The earned wage access (EWA) space has been, until this year, operating without focused regulation, something the CFPB pledged to address in June of last year. However, over a year has passed, and still, the regulator has issued no further clarification. This has left state regulators to determine their own ways of overseeing the sector.
The first to issue guidance was Nevada regulators, who decided that EWA represented a financial tool that differed from credit products. The state issued new guidelines for EWA providers to operate and protect workers from exploitative practices.
However, despite Missouri following Nevada’s lead, the sector may be on a collision course when crossing over other state lines.
RELATED: State Regulation hits EWA (but is it enough?)
California regulators took a more restrictive stance, defining EWA as an “income-based advance” in a proposed regulation issued in May. The categorization, while unclear, could mean EWA is considered as a similar product to a payday loan.
Others have followed suit. In early September 2023, Connecticut issued guidelines that indicate EWA providers will have to adhere to the state’s small loan regulations.
“Advances of money on future wages or salary that have been earned but not yet paid, commonly referred to as “earned wage access” products, are generally covered by the Small Loan Lending and Related Activities Act,” stated the bill.
The amended small loan law is stated to enter into effect on October 1, 2023, leaving EWA providers operating in the state with little time to respond.

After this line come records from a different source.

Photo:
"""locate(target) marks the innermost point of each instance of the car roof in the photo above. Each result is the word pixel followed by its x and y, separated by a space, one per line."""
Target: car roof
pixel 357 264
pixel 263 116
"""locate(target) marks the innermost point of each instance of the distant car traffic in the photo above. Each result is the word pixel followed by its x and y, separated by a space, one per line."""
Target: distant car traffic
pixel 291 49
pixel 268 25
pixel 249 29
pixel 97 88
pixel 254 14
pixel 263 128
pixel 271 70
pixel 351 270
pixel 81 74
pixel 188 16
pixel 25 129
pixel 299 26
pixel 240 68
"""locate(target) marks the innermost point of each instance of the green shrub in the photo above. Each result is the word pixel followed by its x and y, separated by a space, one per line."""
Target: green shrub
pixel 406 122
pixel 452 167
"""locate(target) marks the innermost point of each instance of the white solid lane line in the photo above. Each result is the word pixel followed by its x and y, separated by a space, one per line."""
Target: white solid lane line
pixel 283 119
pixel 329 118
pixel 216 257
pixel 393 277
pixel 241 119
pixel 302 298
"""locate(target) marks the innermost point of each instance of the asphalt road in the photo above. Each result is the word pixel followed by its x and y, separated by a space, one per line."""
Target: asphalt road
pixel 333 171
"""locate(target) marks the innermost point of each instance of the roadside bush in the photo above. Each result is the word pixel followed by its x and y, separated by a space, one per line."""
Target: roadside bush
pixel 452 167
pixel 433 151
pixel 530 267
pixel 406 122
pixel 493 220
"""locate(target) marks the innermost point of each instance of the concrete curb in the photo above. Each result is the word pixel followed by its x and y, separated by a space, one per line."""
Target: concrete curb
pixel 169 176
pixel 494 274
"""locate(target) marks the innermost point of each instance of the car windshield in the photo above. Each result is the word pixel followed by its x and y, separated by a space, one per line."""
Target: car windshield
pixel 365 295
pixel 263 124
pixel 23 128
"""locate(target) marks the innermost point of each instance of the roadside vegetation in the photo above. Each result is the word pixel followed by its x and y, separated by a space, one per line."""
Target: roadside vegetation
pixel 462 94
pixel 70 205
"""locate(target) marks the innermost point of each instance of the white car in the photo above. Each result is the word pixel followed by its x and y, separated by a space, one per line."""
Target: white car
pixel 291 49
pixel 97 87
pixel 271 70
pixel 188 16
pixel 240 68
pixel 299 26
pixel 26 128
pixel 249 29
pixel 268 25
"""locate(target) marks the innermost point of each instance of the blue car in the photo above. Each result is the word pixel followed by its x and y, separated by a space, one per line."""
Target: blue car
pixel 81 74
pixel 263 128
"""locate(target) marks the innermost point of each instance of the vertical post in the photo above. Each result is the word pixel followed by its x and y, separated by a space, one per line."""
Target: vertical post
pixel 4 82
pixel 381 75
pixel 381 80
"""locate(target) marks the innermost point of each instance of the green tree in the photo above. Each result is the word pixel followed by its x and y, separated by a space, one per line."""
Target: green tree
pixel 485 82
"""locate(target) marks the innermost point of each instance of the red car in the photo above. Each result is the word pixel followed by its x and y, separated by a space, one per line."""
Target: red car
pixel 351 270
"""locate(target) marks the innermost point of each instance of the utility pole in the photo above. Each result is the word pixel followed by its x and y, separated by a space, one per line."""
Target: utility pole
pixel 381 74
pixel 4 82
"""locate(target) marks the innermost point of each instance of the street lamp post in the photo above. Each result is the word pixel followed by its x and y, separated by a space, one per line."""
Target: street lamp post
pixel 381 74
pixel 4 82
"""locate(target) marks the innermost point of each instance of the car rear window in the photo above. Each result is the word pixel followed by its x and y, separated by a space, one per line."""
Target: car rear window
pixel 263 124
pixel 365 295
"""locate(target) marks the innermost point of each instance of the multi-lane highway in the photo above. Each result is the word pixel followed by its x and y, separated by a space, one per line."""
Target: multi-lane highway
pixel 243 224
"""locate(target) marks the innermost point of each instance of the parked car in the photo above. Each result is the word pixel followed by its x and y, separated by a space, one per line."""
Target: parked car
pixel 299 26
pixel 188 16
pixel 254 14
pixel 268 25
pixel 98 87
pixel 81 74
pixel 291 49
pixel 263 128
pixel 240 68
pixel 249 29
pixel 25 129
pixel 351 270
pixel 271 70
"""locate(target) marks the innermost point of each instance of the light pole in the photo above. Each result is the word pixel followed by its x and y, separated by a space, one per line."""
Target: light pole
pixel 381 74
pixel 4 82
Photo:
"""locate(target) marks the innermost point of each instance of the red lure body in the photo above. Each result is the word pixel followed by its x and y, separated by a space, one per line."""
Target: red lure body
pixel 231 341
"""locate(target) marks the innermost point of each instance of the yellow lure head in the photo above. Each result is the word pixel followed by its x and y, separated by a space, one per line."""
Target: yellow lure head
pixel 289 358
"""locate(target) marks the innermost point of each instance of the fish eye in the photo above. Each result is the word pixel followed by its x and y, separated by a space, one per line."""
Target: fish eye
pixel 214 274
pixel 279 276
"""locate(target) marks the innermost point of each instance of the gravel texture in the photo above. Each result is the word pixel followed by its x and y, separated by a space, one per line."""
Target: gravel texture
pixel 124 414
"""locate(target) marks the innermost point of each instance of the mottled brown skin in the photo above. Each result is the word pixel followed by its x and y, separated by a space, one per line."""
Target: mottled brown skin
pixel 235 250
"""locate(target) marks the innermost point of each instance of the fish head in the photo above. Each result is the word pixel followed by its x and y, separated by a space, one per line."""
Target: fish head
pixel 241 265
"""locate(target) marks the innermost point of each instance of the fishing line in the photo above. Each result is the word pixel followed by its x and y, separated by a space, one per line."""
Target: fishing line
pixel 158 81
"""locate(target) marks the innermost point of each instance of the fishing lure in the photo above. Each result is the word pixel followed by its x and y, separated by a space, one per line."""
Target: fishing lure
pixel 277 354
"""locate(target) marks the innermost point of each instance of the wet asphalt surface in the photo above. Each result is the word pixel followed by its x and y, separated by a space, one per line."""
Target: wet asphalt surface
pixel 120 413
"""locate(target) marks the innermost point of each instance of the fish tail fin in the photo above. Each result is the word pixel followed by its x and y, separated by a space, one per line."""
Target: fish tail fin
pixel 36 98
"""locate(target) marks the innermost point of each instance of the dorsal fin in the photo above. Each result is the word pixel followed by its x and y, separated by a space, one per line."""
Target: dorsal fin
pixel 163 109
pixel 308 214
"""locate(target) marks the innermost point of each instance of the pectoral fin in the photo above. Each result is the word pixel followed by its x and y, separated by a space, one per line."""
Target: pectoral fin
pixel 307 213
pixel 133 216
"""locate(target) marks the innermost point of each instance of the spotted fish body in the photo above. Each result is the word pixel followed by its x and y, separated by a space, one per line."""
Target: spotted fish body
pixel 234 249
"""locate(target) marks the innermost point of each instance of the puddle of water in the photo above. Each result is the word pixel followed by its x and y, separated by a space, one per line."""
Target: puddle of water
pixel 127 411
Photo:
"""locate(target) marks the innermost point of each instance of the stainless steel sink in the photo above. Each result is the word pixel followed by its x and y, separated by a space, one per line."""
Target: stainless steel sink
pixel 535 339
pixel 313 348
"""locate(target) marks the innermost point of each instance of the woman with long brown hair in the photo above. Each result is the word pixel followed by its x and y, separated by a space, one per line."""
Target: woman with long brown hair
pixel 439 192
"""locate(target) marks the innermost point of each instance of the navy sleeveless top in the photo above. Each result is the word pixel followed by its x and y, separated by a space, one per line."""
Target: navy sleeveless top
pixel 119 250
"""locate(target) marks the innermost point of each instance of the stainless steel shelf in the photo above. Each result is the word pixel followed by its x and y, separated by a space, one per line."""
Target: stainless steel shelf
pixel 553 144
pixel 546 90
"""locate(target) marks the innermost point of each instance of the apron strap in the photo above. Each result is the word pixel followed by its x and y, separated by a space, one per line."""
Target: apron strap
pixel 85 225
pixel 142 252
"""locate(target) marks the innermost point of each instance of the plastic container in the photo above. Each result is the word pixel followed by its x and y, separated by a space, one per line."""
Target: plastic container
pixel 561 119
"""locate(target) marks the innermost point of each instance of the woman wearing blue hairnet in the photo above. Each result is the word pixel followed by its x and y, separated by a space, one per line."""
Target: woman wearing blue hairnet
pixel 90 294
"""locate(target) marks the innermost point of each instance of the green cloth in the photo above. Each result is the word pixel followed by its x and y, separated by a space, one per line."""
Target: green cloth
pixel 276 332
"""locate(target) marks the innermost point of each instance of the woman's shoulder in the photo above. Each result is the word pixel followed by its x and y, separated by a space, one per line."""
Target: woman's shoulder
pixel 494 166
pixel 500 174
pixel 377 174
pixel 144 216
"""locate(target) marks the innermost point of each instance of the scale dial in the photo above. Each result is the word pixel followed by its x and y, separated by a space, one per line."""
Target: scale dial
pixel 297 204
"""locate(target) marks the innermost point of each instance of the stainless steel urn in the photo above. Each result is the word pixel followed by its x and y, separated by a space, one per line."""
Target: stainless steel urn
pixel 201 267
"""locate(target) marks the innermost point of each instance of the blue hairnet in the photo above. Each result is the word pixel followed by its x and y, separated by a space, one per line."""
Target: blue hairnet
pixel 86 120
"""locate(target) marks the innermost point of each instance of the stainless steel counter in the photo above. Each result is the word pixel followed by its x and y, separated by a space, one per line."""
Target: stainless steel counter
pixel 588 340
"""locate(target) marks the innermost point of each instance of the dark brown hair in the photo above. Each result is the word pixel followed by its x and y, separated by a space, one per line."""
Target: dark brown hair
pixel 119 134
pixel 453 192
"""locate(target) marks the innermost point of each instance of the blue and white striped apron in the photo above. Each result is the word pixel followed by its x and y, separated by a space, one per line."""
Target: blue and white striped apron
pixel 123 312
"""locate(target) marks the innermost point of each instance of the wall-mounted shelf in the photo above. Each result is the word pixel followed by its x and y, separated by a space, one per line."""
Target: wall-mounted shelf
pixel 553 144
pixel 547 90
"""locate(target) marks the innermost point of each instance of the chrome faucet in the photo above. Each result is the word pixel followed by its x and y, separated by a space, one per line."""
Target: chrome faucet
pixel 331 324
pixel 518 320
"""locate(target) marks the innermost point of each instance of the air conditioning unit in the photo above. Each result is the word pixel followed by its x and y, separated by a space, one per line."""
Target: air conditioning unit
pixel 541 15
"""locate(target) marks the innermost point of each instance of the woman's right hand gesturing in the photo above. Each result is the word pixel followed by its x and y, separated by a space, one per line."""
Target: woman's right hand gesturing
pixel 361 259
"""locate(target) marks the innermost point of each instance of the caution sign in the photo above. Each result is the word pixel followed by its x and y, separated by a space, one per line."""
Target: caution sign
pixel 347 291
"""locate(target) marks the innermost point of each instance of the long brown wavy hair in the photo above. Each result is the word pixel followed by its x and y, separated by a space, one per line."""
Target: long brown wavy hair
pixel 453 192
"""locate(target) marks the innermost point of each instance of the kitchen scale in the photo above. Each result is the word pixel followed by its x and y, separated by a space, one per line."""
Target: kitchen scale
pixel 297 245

Industry Advocates Call for Clarity
EWA providers and industry advocates wrote that the categorization of the sector as a loan product is “unclear” and stated that Connecticut’s definition of a “small loan” based on a “potential future source of money” is incorrect.
“The Act’s new small loan definition covers an advance made on a “future potential source of money,” which is incongruent with the business model of every EWA provider,” wrote the American Fintech Council (AFC) in response to the guidance. “The earned wages which can be voluntarily accessed by employees through third-party EWA providers are not a “potential source of funds;” they are money owed to the EWA consumer.”
While many models exist for EWA providers, the AFC, among others, noted that the defining feature of EWA is providing access to wages that are already earned. The sector is thus set apart from credit products.
“EWA products are not credit and should not be classified as loans – they simply give employees access to their already earned wages,” said Penny Lee, President and Chief Executive Officer of the Financial Technology Association (FTA).“EWA products help millions of Americans tap into their earned wages to make ends meet and manage bills.”
Industry advocates explained that treating EWA as a loan product could damage the industry.
In the AFC’s letter, the group stated that the restrictions regulating credit products could eliminate EWA consumer protections. The product, now available to many who are underserved by the credit system, could be subject to implementing practices that would reduce access. According to federal government research, EWA is used primarily by underserved groups, the majority of whom earn under $50,000 annually.
“There are no other consumer financial products that, on an industry-wide basis, are entirely non-recourse,” the AFC wrote. “By making EWA credit, this harms consumers by increasing both the amount and type of fees that can be charged to consumers like interest and late fees, which no one in the EWA industry presently charges.”
As a result, both the AFC and the FTA state that users could be forced to use the predatory loan structures that EWA is attempting to remedy.
“Connecticut families should have the ability to access the wages they have already earned from responsible and innovative companies providing an alternative to high-priced payday and other predatory options,” said Phil Goldfeder, Chief Executive Officer of AFC.